Er is niet gesteld en ook niet gebleken dat wat betreft de zaak waar het hier om gaat en andere, niet nader door de officier van justitie genoemde zaken sprake is van (deels) inhoudelijke overeenkomsten in de besluiten waarbij de boete is opgelegd of van vrijwel gelijkluidende verweren of een gelijktijdige behandeling van het beroep bij de officier van justitie. Die zaken kunnen daarom niet worden aangemerkt als samenhangend met deze zaak. Het beroep is dus gegrond en beslissing van de officier van justitie zal worden vernietigd. Aan betrokkene zal alsnog een bedrag aan proceskosten worden toegekend van € 256,00 voor het administratief beroep, op basis van 1 punt voor het indien van het beroep en een wegingsfactor 0.5.

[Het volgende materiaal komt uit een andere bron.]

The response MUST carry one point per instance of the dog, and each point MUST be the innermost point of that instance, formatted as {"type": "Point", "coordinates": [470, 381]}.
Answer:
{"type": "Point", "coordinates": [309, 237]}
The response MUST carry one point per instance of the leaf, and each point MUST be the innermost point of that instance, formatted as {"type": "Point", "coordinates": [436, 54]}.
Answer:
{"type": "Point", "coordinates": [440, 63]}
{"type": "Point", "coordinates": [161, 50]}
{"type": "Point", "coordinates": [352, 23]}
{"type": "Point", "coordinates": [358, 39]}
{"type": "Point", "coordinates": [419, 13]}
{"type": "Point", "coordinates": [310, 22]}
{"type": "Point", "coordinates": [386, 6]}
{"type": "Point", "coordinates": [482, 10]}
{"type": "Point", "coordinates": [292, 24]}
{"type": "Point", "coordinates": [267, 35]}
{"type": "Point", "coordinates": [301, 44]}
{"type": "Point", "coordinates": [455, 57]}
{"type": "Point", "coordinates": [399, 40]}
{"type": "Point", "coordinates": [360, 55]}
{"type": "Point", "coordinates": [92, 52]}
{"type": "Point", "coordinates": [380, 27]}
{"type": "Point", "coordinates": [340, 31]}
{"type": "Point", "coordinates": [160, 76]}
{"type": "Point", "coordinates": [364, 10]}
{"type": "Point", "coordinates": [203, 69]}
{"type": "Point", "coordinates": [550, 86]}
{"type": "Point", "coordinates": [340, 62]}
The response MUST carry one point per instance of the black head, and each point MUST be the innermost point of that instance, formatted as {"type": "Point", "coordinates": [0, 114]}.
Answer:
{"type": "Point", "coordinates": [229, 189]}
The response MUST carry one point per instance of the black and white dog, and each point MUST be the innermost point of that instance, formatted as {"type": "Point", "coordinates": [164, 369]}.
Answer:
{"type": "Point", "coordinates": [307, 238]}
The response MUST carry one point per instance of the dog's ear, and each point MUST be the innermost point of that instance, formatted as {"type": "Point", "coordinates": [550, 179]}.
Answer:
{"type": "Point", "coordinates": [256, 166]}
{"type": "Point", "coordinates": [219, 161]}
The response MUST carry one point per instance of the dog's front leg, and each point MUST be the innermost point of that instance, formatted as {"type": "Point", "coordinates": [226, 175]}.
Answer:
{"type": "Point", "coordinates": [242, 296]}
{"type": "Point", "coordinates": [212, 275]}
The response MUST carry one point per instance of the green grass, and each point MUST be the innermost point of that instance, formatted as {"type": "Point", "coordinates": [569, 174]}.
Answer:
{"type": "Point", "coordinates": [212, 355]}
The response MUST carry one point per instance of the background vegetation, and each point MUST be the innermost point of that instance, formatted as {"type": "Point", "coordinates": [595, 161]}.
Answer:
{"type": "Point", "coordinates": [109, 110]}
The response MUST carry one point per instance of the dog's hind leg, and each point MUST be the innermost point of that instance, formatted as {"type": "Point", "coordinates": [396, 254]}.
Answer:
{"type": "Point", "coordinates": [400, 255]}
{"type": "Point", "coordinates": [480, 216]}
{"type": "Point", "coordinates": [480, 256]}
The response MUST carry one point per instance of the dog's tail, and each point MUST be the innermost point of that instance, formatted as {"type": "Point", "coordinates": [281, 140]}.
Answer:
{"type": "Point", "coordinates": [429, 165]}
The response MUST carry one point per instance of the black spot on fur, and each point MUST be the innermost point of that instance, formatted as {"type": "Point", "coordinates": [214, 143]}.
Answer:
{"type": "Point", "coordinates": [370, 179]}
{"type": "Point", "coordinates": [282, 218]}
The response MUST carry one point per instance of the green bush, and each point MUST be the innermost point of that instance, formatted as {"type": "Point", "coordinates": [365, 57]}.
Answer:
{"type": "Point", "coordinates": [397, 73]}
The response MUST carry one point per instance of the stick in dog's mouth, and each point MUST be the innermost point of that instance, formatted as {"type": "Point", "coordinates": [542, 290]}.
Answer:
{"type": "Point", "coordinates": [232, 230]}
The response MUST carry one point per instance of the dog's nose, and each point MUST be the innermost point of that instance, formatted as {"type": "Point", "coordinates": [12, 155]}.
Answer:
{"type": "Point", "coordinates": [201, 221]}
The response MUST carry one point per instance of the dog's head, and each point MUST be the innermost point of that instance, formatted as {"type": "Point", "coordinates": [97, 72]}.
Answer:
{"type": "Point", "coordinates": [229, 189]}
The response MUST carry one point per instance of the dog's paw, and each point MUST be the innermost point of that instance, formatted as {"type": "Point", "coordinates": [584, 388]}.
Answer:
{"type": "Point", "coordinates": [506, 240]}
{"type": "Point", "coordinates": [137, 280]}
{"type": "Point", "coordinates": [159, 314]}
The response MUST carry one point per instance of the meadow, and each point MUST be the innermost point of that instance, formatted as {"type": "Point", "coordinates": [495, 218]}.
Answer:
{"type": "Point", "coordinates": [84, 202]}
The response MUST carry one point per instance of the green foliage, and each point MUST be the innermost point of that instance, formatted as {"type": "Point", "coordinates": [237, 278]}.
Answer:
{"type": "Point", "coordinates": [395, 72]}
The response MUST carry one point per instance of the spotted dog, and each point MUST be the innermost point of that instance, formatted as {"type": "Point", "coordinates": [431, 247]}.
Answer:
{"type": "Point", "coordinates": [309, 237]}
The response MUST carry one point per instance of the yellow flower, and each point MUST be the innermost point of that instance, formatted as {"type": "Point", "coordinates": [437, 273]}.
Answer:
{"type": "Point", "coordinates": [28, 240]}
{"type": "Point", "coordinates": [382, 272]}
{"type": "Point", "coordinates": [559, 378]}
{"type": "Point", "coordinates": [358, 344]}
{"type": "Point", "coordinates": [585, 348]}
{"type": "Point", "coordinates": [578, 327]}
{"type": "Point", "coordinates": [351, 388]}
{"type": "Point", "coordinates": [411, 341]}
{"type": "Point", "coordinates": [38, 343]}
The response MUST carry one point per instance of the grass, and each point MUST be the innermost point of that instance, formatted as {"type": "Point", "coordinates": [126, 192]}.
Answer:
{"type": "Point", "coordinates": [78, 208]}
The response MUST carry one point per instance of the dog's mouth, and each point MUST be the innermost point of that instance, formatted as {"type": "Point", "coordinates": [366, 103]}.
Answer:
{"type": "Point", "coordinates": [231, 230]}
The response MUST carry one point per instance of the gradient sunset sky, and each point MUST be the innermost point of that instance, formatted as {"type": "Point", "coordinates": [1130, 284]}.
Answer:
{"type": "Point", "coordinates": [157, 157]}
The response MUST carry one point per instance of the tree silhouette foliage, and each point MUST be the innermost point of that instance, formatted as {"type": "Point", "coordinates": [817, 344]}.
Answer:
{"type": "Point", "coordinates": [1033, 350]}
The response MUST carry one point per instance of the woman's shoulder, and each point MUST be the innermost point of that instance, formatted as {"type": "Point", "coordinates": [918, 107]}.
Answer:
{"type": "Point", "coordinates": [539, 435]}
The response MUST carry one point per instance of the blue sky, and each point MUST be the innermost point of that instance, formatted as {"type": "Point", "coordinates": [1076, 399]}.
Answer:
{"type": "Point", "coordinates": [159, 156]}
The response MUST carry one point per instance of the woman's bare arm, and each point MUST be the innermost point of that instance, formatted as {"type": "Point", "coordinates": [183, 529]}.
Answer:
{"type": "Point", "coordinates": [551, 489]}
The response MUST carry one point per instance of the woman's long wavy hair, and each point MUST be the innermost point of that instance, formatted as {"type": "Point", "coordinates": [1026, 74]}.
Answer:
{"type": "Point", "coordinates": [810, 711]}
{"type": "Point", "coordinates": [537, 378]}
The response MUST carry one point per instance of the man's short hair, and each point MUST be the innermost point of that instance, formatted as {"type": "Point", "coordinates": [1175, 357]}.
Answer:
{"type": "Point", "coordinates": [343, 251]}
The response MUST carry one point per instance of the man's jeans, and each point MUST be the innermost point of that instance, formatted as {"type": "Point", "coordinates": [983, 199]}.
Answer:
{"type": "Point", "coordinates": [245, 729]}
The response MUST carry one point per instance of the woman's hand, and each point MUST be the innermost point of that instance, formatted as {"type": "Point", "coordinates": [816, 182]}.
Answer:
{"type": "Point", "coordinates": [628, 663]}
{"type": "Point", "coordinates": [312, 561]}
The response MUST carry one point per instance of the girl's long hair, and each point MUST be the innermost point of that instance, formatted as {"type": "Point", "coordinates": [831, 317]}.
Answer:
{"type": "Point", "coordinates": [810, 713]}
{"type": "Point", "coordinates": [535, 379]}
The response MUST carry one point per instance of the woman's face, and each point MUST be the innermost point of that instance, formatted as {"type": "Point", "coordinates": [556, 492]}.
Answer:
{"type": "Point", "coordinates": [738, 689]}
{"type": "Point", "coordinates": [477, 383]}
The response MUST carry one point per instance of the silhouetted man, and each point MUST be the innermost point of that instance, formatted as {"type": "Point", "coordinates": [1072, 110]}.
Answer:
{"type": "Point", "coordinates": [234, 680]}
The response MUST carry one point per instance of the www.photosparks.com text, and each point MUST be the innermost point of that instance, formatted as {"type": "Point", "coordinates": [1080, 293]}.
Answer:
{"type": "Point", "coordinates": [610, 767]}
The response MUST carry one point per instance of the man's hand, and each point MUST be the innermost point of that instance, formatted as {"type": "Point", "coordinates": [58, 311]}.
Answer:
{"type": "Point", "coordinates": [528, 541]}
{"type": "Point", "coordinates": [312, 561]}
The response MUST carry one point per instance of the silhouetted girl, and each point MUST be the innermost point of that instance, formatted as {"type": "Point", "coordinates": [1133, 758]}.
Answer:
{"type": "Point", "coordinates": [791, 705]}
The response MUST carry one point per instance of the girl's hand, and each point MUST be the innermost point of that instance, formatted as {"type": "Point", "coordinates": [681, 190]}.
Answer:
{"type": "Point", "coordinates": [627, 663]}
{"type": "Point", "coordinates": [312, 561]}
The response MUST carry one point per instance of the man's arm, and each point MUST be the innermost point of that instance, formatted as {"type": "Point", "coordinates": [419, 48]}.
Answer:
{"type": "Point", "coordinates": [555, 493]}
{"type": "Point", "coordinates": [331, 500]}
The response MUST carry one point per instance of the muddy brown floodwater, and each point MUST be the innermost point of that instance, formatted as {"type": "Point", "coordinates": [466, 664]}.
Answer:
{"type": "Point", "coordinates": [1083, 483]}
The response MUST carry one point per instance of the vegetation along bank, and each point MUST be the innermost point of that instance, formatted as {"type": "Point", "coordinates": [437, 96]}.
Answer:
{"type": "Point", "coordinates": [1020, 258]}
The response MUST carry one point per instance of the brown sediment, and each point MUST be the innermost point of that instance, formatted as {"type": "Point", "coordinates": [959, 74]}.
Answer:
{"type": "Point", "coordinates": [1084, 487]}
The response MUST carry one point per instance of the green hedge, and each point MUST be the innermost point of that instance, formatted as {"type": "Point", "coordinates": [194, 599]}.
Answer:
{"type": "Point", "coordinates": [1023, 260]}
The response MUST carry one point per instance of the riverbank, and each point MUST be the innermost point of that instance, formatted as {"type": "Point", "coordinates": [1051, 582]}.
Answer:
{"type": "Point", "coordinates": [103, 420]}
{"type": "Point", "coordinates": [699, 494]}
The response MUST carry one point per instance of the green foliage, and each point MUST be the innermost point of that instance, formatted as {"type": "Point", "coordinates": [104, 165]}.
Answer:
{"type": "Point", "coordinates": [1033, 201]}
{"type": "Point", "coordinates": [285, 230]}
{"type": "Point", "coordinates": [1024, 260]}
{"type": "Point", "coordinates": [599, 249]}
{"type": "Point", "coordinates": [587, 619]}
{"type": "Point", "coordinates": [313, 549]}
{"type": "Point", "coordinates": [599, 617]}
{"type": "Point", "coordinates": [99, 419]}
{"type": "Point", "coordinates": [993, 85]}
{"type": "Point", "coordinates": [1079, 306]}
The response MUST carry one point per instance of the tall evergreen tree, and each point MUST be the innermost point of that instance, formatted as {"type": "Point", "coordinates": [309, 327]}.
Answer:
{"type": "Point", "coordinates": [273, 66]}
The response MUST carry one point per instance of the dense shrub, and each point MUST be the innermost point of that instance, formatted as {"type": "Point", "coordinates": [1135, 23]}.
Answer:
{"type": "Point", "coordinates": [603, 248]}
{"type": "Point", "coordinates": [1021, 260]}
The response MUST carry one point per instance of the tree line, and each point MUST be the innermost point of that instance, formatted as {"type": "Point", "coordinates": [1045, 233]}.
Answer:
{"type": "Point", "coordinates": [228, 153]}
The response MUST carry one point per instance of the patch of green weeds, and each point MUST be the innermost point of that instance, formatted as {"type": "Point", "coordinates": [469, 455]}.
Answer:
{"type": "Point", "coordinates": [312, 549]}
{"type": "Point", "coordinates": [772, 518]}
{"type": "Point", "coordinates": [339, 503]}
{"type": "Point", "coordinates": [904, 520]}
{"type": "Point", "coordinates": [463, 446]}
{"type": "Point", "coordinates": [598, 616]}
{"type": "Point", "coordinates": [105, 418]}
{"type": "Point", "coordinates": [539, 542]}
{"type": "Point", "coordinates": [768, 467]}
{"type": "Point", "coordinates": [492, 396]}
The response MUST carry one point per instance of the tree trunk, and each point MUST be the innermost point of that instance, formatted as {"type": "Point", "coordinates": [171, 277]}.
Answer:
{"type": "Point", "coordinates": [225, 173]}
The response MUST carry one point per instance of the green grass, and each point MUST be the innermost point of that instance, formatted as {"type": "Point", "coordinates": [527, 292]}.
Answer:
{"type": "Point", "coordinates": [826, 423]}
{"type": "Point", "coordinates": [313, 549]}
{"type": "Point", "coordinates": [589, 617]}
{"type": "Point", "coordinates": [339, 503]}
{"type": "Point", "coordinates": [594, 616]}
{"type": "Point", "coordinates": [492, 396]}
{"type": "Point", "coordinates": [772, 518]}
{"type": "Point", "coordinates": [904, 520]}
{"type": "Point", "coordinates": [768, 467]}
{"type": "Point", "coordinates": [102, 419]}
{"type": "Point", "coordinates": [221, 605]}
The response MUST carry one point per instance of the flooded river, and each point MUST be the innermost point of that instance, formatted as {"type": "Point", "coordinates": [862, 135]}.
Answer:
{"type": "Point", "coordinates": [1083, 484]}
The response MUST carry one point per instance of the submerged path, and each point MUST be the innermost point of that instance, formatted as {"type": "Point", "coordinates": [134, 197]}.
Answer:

De kantonrechter zal ook het verzoek om een proceskostenvergoeding voor deze procedure toewijzen, omdat het beroep gegrond wordt verklaard, betrokkene geheel of gedeeltelijk in het gelijk is gesteld en de beschikking waarbij de boete is opgelegd, is vernietigd of gewijzigd. De gemachtigde van de betrokkene heeft bij de kantonrechter de volgende proceshandeling verricht: het indienen van een beroepschrift. Aan het indienen van het beroepschrift dient één punt te worden toegekend. De waarde per punt bedraagt, gelet op het tijdstip van het indienen van het beroepschrift, € 512,00. Gelet op de aard van de zaak (het geschil betreft de toekenning van proceskostenvergoeding) past de kantonrechter wegingsfactor 0,25 (gewicht van de zaak = zeer licht) toe. Dit leidt tot de volgende berekening: 1 x € 512,00 x 0,25 = € 128,00.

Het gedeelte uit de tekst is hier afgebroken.